The National Trust for Historic Preservation today announced more than $1.6 million in funding for 27 Black historic sites across the United States. 

Tenth Street will receive funds to help it residential association hire a full-time staffer. 

“This would be their first paid staff position to help them advocate on behalf of the Tenth Street Historic District and to develop a strategic plan that will guide the future of the organization,” said Brent Leggs, executive director of the Trust’s African American Cultural Heritage Action Fund. 

The residential association still has money left to raise. It originally requested a $150,000 grant, and Leggs estimates they’ll need about $152,000 to hire their full-time staffer. 

Tenth Street — comprised of modest homes built between the 1890s and the 1940s — is one the last remaining Freedmen’s Towns in the country that is still an active neighborhood.

Last year, the Trust placed Tenth Street on their list of the most endangered places in the country. 

“Because of the immense amount of demolition that was erasing and destroying the social fabric and the remarkable history that’s embodied in these simple vernacular, modest historic buildings,” Leggs said. 

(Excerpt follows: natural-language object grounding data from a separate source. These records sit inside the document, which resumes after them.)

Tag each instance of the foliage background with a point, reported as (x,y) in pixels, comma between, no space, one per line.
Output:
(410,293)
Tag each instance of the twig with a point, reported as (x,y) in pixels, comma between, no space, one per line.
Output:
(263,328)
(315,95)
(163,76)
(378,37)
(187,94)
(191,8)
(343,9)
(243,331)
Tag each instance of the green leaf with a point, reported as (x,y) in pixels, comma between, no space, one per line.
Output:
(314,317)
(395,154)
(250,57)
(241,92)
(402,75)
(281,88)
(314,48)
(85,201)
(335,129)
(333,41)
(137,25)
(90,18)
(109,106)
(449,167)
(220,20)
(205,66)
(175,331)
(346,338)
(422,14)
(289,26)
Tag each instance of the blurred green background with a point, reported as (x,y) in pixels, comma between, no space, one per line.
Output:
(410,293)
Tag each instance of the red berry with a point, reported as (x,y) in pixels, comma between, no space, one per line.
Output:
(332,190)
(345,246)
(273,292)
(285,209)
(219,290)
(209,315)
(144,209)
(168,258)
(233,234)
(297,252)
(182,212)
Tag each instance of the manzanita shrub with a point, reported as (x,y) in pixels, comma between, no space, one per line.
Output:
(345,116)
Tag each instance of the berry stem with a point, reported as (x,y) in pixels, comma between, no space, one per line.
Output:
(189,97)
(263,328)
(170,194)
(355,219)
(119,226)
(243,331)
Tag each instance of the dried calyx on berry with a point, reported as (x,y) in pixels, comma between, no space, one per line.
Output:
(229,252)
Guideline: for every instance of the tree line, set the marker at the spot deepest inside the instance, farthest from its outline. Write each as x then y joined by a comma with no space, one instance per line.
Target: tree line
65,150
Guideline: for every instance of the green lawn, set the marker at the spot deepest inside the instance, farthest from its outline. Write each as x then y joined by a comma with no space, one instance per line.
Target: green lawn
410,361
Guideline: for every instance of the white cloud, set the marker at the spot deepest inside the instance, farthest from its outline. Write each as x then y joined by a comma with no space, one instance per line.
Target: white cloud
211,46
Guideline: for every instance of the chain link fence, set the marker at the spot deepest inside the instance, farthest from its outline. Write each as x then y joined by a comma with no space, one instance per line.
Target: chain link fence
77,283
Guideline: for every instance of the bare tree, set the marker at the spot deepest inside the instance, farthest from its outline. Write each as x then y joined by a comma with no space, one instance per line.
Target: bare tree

Last August, the Dallas City Council voted to stop city-funded demolitions in the neighborhood, after nearly a decade of permitting the razing of neglected structures. 

“Decision makers need to look past the simplicity of these buildings and fully understand that freedom colonies speak to an exceptional moment in American history,” Leggs said. “For Dallas to have remnants that still stand, it is imperative that the community stands up on behalf of this history and that decision makers use all of the tools available to preserve what’s left.”

Contrary to popular belief, preservation isn’t just a moral imperative, Leggs said. It doesn’t have to preclude the economic prosperity of its current residents. 

“Preservation is economic development,” he said. “It is the revitalization of historic neighborhoods and districts. That can only happen with community input.” 

The Trust is also awarding Minneapolis a special grant to help preserve the history being made in the city after the killing of George Floyd. 

“Given all of the contemporary memorials that were created to honor George Floyd, we wanted to link the past and present to fully understand the Black experience in Minneapolis,” Leggs said. 

Leggs said online donation to the African American Cultural Heritage Action Fund have grown since Floyd’s death. Typically, the public might make a gift of $50 or $100, and that has increased to anywhere from $500 to $3,000.

Since its founding in 2017, the fund has invested $4.3 million in preservation projects.